The contribution of the magnocellular vasopressinergic system to the regulation of ACTH secretion was studied by analysis of hypothalamic-adrenal axis function in rats subjected to water deprivation for 48 h. Water deprivation resulted in marked increases in plasma osmolarity and vasopressin (VP) levels and hypothalamic VP mRNA and immunoreactive (ir) VP in magnocellular neurons. While CRH mRNA levels in the paraventricular nucleus were decreased, irCRH accumulation in paraventricular nucleus neurons after colchicine treatment was normal or increased. Similarly, the irCRH content in the median eminence and its release under stress were similar in control and water-deprived rats. While basal plasma ACTH levels were similar in both groups (34.5 +/- 3.8 and 39.8 +/- 3.3 pg/ml), levels stimulated by CRH injection (10 micrograms, i.v.) or 15-min immobilization stress were reduced by 47% (P < 0.01) and 43% (P < 0.05), respectively, in water-restricted rats. The decreased ACTH responses were not prevented by injection of CRH (7.5 micrograms/day, sc) during the period of water deprivation. In contrast to the ACTH responses, basal and CRH-stimulated plasma corticosterone levels were significantly elevated (P < 0.001), and the responses to acute stress were normal. The inhibition of ACTH secretion was not due to increased glucocorticoid feedback, since similar blunted ACTH responses to acute immobilization stress were observed in adrenalectomized rats receiving corticosterone replacement. Despite similar levels of pituitary POMC mRNA, pituitary ACTH content was reduced in water-deprived rats, suggesting a posttranscriptional inhibition of POMC synthesis or processing. The data demonstrate that osmotic activation of the magnocellular VP system is accompanied by reduced responsiveness of the corticotrophs, an effect that is not due to increased glucocorticoid feedback or hypothalamic CRH deficiency. These findings suggest that the magnocellular vasopressinergic system does not play an important role in the regulation of ACTH secretion during chronic osmotic stimulation.

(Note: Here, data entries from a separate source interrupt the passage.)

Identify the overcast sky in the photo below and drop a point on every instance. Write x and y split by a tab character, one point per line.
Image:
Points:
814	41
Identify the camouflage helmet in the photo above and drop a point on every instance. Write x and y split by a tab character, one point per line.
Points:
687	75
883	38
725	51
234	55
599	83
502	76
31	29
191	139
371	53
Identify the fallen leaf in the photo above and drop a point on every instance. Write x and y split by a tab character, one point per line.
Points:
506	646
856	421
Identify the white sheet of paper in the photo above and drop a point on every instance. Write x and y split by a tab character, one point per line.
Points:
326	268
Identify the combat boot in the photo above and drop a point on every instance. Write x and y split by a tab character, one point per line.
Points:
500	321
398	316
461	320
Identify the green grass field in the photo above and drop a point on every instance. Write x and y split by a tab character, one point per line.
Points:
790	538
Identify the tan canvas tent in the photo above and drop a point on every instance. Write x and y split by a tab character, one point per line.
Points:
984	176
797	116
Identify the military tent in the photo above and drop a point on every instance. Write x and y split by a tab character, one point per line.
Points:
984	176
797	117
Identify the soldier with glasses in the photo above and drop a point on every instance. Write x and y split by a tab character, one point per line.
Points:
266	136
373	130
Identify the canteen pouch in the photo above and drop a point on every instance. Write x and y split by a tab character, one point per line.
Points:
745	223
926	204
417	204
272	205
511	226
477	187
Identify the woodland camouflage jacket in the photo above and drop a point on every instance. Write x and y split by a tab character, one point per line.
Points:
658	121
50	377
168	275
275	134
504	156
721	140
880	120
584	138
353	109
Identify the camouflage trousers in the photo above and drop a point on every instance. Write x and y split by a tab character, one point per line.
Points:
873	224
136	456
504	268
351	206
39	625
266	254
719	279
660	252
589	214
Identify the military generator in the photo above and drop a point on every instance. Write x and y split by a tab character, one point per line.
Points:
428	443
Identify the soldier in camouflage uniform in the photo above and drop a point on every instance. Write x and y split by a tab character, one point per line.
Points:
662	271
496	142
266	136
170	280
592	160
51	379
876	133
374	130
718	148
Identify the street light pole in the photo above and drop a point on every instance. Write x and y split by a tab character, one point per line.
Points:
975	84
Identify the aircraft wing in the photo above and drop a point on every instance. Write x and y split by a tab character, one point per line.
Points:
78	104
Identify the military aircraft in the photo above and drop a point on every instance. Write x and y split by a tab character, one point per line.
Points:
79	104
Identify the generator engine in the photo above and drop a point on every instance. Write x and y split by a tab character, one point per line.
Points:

通过分析水剥夺48小时大鼠的下丘脑 - 肾上腺轴功能,研究了大细胞血管加压素能系统对促肾上腺皮质激素(ACTH)分泌调节的作用。水剥夺导致血浆渗透压和血管加压素(VP)水平显著升高,大细胞神经元中下丘脑VP mRNA和免疫反应性(ir)VP增加。虽然室旁核中促肾上腺皮质激素释放激素(CRH)mRNA水平降低,但秋水仙碱处理后室旁核神经元中irCRH积累正常或增加。同样,对照大鼠和水剥夺大鼠正中隆起中的irCRH含量及其在应激下的释放相似。虽然两组的基础血浆ACTH水平相似(34.5±3.8和39.8±3.3 pg/ml),但在限水大鼠中,静脉注射CRH(10微克)或15分钟固定应激刺激后的水平分别降低了47%(P<0.01)和43%(P<0.05)。在水剥夺期间注射CRH(7.5微克/天,皮下注射)并不能阻止ACTH反应降低。与ACTH反应相反,基础和CRH刺激的血浆皮质酮水平显著升高(P<0.001),对急性应激的反应正常。ACTH分泌的抑制不是由于糖皮质激素反馈增加,因为在接受皮质酮替代的肾上腺切除大鼠中观察到对急性固定应激的ACTH反应同样减弱。尽管垂体前叶阿黑皮素原(POMC)mRNA水平相似,但水剥夺大鼠的垂体ACTH含量降低,提示POMC合成或加工存在转录后抑制。数据表明,大细胞VP系统的渗透激活伴随着促肾上腺皮质激素细胞反应性降低,这种效应不是由于糖皮质激素反馈增加或下丘脑CRH缺乏所致。这些发现提示,在慢性渗透刺激期间,大细胞血管加压素能系统在ACTH分泌调节中不发挥重要作用。